Esensi dari teori kontruktivistik adalah ide bahwa siswa harus menemukan dan mentrasformasikan
suatu informasi kompleks kesituasi lai, dan apabila dikehendaki, informasi itu menjadi milik mereka sendiri.
Dalam proses pembelajaran, siswa membangun sendiri pengetahuaan mereka melalui
- Penggunaan Metode Inquiry
Menemukan
merupakan bagian inti dari kegiatan pembelajaran berbasis CTL. Pengetahuan dan
ketrampilan yang diperoleh siswa diharapkan bukan hasil mengingat seperangkat
fakta-fakta, akan tetapi hasil dari menemukan sendiri. Guru harus selalu
merancang kegiatan yang merujuk pada kegiatan menemukan. Siklus Inquiry antara
lain:
a. Observasi (observation)
b. Bertanya (questioning)
c. Mengajukan dugaan (Hypothesis)
d. Pengumpulan data (Data
Gathering)
e. Penyimpulan (Conclusion)
Langkah-langkah
kegiatan menemukan (Inquiry), yaitu:
a. Merumuskan masalah
b. Mengamati atau melakukan
observasi
c. Menganalisis dan menyajikan
hasil dalam tulisan, gambar, bagan, table,
dan lainnya.
d.
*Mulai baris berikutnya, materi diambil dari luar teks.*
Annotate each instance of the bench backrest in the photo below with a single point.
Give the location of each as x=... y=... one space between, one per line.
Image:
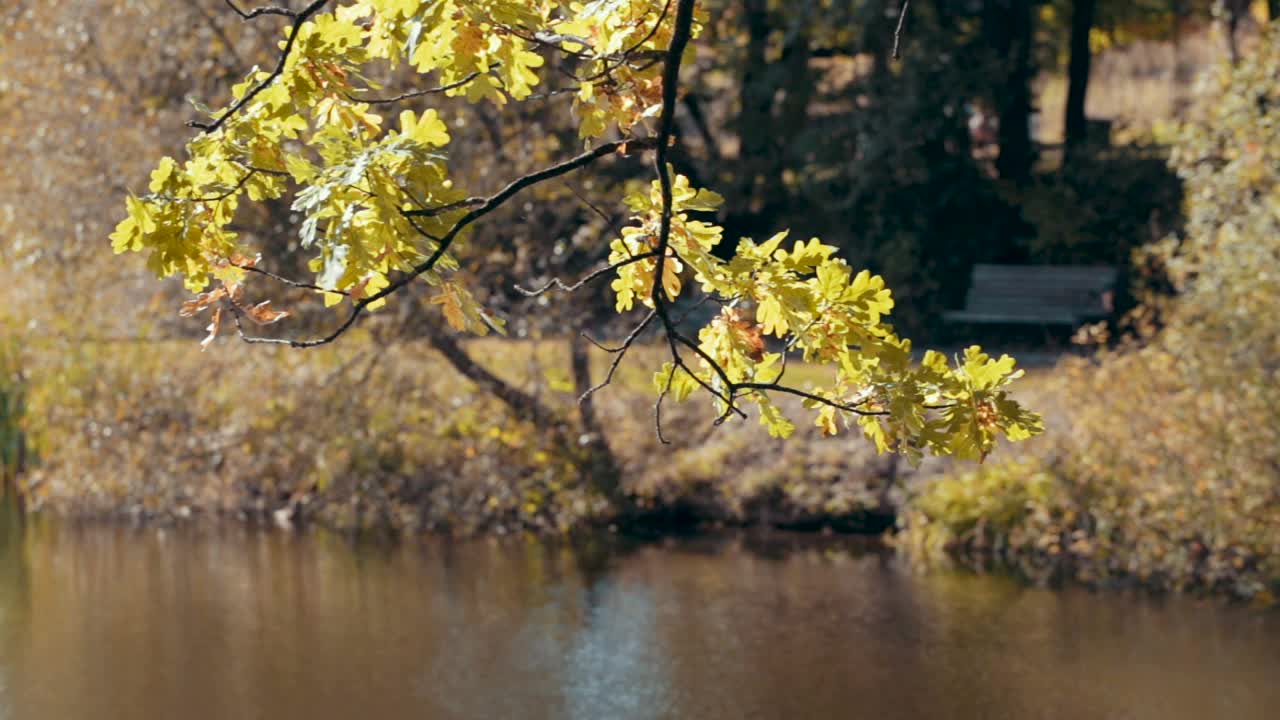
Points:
x=1041 y=290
Mengkomunikasikan atau
menyajikan hasil karya pada teman sekelas,
guru
atau audien yang lain[15].
- Tingkatan-tingkatan Inquiry
Berdasarkan komponen-komponen dalam proses Inquiry
yang meliputi topik masalah, sumber masalah atau pertanyaan, bahan, prosedur
atau rancangan kegiatan, pengumpulan dan analisis data serta pengambilan
kesimpulan Bonnstetter (2000) membedakan Inquiry menjadi lima tingkat yaitu
praktikum (tradisional hands-on),
pengalaman sains terstruktur (structured
science experiences), Inquiry terbimbing (guided inquiry), Inquiry siswa mandiri (student directed inquiry), dan Penelitian siswa (student research). Klasifikasi Inquiry
menurut Bonnstetter (2000) didasarkan pada tingkat kesederhanaan kegiatan siswa
dan dinyatakan sebaiknya penerapan Inquiry merupakan suatu kontinum yaitu
dimulai dari yang paling sederhana terlebih dahulu.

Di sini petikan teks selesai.